What Non-Copyrighted Content to Adapt

  1. Evergreen: Content that is high-quality and timeless
  2. Popular: Items with a proven record of people-pleasing
  3. Easily Updatable: Can be edited to bring it up to date

 

How to Adapt Local Materials to Digital Content

  • Update resources, posts, FAQs, library guides
  • Rewrite internal docs for external use, such as reports containing confidential, incorrect, or superseded information
  • Find where audiences meet online
  • Create social media content
  • Share posts on other platforms
  • Reuse content for blog posts, webinars, podcasts, videos, infographics
  • Consolidate and break apart as needed. It’s all about adapting to current needs.
  • Create new eBooks with information from your library’s local history collections, using tools such as Scrivener (proprietary shareware) or Calibre (open source).
  • Create crowdsourcing projects. For example, asking the community to identify people and events in unlabeled historic photographs in your library’s collections.

 

The Value of Digital Collections: What Are You Focused On?

  1. Preserving
  2. Contextualizing
  3. Presenting
  4. Enabling Use

 

Distribution and Streaming

Digital content may include eBooks, audio books, comics and graphic novels, movies, music, and television programs.

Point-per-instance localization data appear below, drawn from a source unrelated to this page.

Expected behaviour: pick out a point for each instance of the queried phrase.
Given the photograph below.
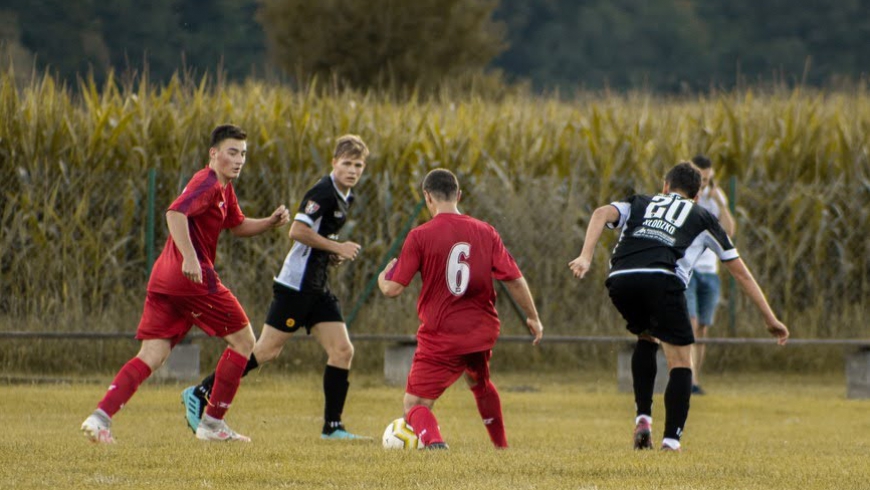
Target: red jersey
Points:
(458, 257)
(209, 208)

Electronic books, aka e-books or eBooks, are books that are made available in digital form, including text, images, or both, and readable on the display of a computer, tablet, phone, or other electronic device. An eBook can be born digitally, meaning there is no print equivalent.

eBooks are usually copyrighted and purchased, either from a publisher or from a distributor, such as Axis 360, Hoopla, Kanopy, OverDrive. Some content, however, is out of copyright, meaning the copyright has expired and the work has entered the public domain. Works in the public domain are available free of charge from digital archives, including some of the items at the Library of Congress; digital libraries, such as Project Gutenberg; or for little or no cost from commercial distributors, such as Amazon.com.